The First Time I Saw a Train

I was a thirteen year-old village boy who was going to see it for the first time any minute now. My dad and I had just completed a grueling sixteen hour bus trip from the country. We were dusty, black and blue just from the physical pounding we had endured while riding the bumpy bus on a dirt road. We had spent the night at the station and we were seconds away from seeing it. I stared in the southern direction with great anticipation as it approached.

First it was the loud moaning piercing steam whistle blow that echoed around the adjacent downtown sky scrapers of Cairo Road in Zambia’s Capital City of Lusaka. I saw the billowing thick black smoke. Then the train platform vibrated as the massive engine thundered by amidst a loud cacophony of screeching metal, sparks, and jets of white steam furiously shooting from the sides of the massive engine. The train gradually ground to a halt. Suddenly doors flung open and people poured out of the passenger cars like ants as my dad and I excitedly moved forward to board the train. The legend and my dream of the train had met with my reality. I was ecstatic. It was just as my uncles had described in the village and even more exciting. This was to be for ever my life before and after I first saw the train. I have been in love with the train ever since.

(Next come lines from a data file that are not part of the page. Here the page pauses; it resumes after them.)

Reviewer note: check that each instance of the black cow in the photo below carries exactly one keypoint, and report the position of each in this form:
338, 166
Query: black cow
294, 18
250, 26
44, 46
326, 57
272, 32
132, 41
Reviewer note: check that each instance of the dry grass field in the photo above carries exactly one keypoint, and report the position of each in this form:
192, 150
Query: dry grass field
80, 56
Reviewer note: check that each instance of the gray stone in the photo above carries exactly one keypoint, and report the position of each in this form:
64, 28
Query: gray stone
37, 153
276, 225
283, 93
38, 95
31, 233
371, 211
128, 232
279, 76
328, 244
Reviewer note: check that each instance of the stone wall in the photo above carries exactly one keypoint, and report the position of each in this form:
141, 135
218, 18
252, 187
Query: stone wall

My uncles had traveled from our African village to work in plantations one thousand miles away in the former British colonial Southern Rhodesia and now Zimbabwe in the 1940s and 50s. Some relatives had gone as far as Johannesburg and Cape town in South Africa which were almost two thousand miles away. They told riveting stories about the train on their return to the villages.

The train was an imposing technological phenomenon. But there is an aspect of it that creates tremendous enchantment. I experienced the wonder during that first train ride from Lusaka to Kitwe in Savannah Africa over three decades ago. My dad and I were in a third class car and I stuck my head out of the window to a vista of short prairie grassland interrupted by commercial farms, grass hut villages, valleys, and grazing live stock. At the first stop people ran to the sides of the train with oranges, guavas, bananas, biscuits or cookies, the famous yellow chikondamoyo home- baked buns spread with jam or butter, boiled eggs, and an assortment of soft drinks. I had been warned that there traders often ran away into the bush with your change if you were not careful during the hasty transactions. Some crooked passengers also deliberately delayed in paying the traders until the train would take off with the trader running along the train shouting for his or her money as the train picked up speed.

Since that first memorable train ride, I have come to understand why the train as a technological marvel became such a legend and inspired so much imagination. At the time of my first train ride there was a famous song in Zambia among the Nsenga people of  Petauke in Eastern Zambia in which someone in the country side was longing to travel to see the train before they died. Alick Nkhata was one one of the most popular Zambian singers in the 1950s. The song is on Alick Nkhata’s CD “Shalapo”.

Nsenga Zambian Language

Naima naima neo
Naima
Naima nkaone njanji
Ningafwe osayiona
Maye we ehhh
Olile olile
Ningafwe osayiona
Maye we ehhhh.

English Translation

I am leaving, I am leaving
Yes, I am leaving
I am leaving to go
And see the train
Before I die
Yes, to see it
Before I die.

Many people at the time described the train as “moaning” and the loud chugging along was characterized as “nashupika” which is an indigenous word for  “to suffer”. They were almost attributing human qualities to it.

Memorial Day signals the beginning of the long dog days of summer travel in America, a reminder that the train was a staple of the  American frontier in the West that inspired numerous Cowboy-Indian movies. Travel also became possible between the South and the burgeoning city life of the Industrial North-East cities such as Chicago, Memphis, Detroit, New York and Boston. Ray Charles’ version of “Chattanooga Choo-Choo” in the “The Genius Hits the Road” album and James Brown’s “Night train” are some of my favorites. Perhaps the most touching impact and enduring legacy of the train is in Blue Grass mountain music of West Virginia, Appalachia to Kentucky.  “Oh, train I can hear your whistle blow…” is one of my favorites by the Seldom Scene.